Now that the tests have been added and all the checks have passed can this please get merged? I use this functionality daily and it would be great if didn't have to use a different branch.
Bump @nalimilan @simonbyrne
:tada: Happy Anniversary!!! :tada:
This PR has been open for 1 whole year!!! This is a major accomplishment. It has really beaten the odds. Honestly, I thought it was finished well over a month ago but I was proven wrong. Here's to another year. :clinking_glasses:
Thanks @axsk
I'm trying to make use of the of the weighted KDE functionality described above. I can't seem to get it to work despite having run the following code, which is cut and paste from test/univariate.jl:
using Distributions
using KernelDensity
import KernelDensity: kde_range
r = kde_range((-2.0,2.0), 128)
X = [0.0]
D = Normal
k6 = kde(X,r;kernel=D, weights=ones(X)/length(X))

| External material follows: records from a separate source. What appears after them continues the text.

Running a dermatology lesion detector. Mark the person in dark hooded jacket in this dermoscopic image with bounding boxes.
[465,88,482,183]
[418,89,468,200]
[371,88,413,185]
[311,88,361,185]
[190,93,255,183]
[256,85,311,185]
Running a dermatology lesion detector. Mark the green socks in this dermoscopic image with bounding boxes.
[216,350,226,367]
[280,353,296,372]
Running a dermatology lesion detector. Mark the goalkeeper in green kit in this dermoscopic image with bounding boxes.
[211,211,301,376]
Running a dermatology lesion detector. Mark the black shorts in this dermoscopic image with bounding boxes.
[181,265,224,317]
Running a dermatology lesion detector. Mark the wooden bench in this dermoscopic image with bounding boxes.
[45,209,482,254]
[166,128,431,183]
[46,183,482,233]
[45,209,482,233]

k1 = kde([0.0, 1.], r, bandwidth=1, weights=[0,1])
I'm getting the following error message:
MethodError: no method matching kde(::Array{Float64,1}, ::StepRangeLen{Float64,Base.TwicePrecision{Float64},Base.TwicePrecision{Float64}}; kernel=Distributions.Normal, weights=[1.0])
Closest candidates are:
kde(::AbstractArray{T,1} where T<:Real, ::Range; bandwidth, kernel) at /Users/remoore/.julia/v0.6/KernelDensity/src/univariate.jl:136 got unsupported keyword argument "weights"

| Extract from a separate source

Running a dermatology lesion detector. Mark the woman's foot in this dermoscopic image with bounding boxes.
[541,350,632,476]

kde(::AbstractArray{T,1} where T<:Real, ::Range, ::Distributions.Distribution{Distributions.Univariate,S} where S<:Distributions.ValueSupport) at /Users/remoore/.julia/v0.6/KernelDensity/src/univariate.jl:123 got unsupported keyword arguments "kernel", "weights"
kde(::AbstractArray{T,1} where T<:Real; bandwidth, kernel, npoints, boundary) at /Users/remoore/.julia/v0.6/KernelDensity/src/univariate.jl:143 got unsupported keyword argument "weights"
...
Stacktrace:
[1] (::KernelDensity.#kw##kde)(::Array{Any,1}, ::KernelDensity.#kde, ::Array{Float64,1}, ::StepRangeLen{Float64,Base.TwicePrecision{Float64},Base.TwicePrecision{Float64}}) at ./<missing>:0
[2] include_string(::String, ::String) at ./loading.jl:515
Any ideas why this isn't working?
I've only just started using Julia, so apologies in advance if this is a stupid question
The weights keyword accepts a Weights
(formally WeightsVec
) type from StatsBase
The following works.
using Distributions
using KernelDensity
import KernelDensity: kde_range
import StatsBase: Weights
r = kde_range((-2.0,2.0), 128)
X = [0.0]
D = Normal
k6 = kde(X,r;kernel=D, weights=Weights(ones(X)/length(X)))

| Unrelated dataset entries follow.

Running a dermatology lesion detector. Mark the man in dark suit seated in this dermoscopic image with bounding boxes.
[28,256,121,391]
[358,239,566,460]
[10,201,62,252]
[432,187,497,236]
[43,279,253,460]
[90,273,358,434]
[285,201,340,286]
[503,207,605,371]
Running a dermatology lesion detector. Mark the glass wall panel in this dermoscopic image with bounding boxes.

k1 = kde([0.0, 1.], r, bandwidth=1, weights=Weights([0,1]))
Thanks for the help, but it's still not behaving:
`MethodError: no method matching kde(::Array{Float64,1}, ::StepRangeLen{Float64,Base.TwicePrecision{Float64},Base.TwicePrecision{Float64}}; kernel=Distributions.Normal, weights=[1.0]) Closest candidates are: kde(::AbstractArray{T,1} where T<:Real, ::Range; bandwidth, kernel) at /Users/remoore/.julia/v0.6/KernelDensity/src/univariate.jl:136 got unsupported keyword argument "weights" kde(::AbstractArray{T,1} where T<:Real, ::Range, ::Distributions.Distribution{Distributions.Univariate,S} where S<:Distributions.ValueSupport) at /Users/remoore/.julia/v0.6/KernelDensity/src/univariate.jl:123 got unsupported keyword arguments "kernel", "weights" kde(::AbstractArray{T,1} where T<:Real; bandwidth, kernel, npoints, boundary) at /Users/remoore/.julia/v0.6/KernelDensity/src/univariate.jl:143 got unsupported keyword argument "weights" ...
Stacktrace:
[1] (::KernelDensity.#kw##kde)(::Array{Any,1}, ::KernelDensity.#kde, ::Array{Float64,1}, ::StepRangeLen{Float64,Base.TwicePrecision{Float64},Base.TwicePrecision{Float64}}) at ./
Well it works on 0.5.1 (I haven't updated to 0.6 yet)
Edit: Actually I forgot I'm using my own version of this functionality.
Edit^2: Your example works on 0.5.1 using this branch (without using Weights as is needed on my branch).
Also it could be that master hasn't been tagged yet. So try doing Pkg.checkout("KernelDensity")
to the latest version.
Yes, there have been no tags since this was merged
I've just checked out the latest version and it works on Julia 0.6.0.
Thanks for the help
Could we tag this version?
In a project of mine I need a weighted KDE. I achieved this by weighting the increase in the tabulate method.
Unfortunately in the current version I need to allocate an array for the weights, which is not necessary with uniform weights. Any suggestions on how to tackle this?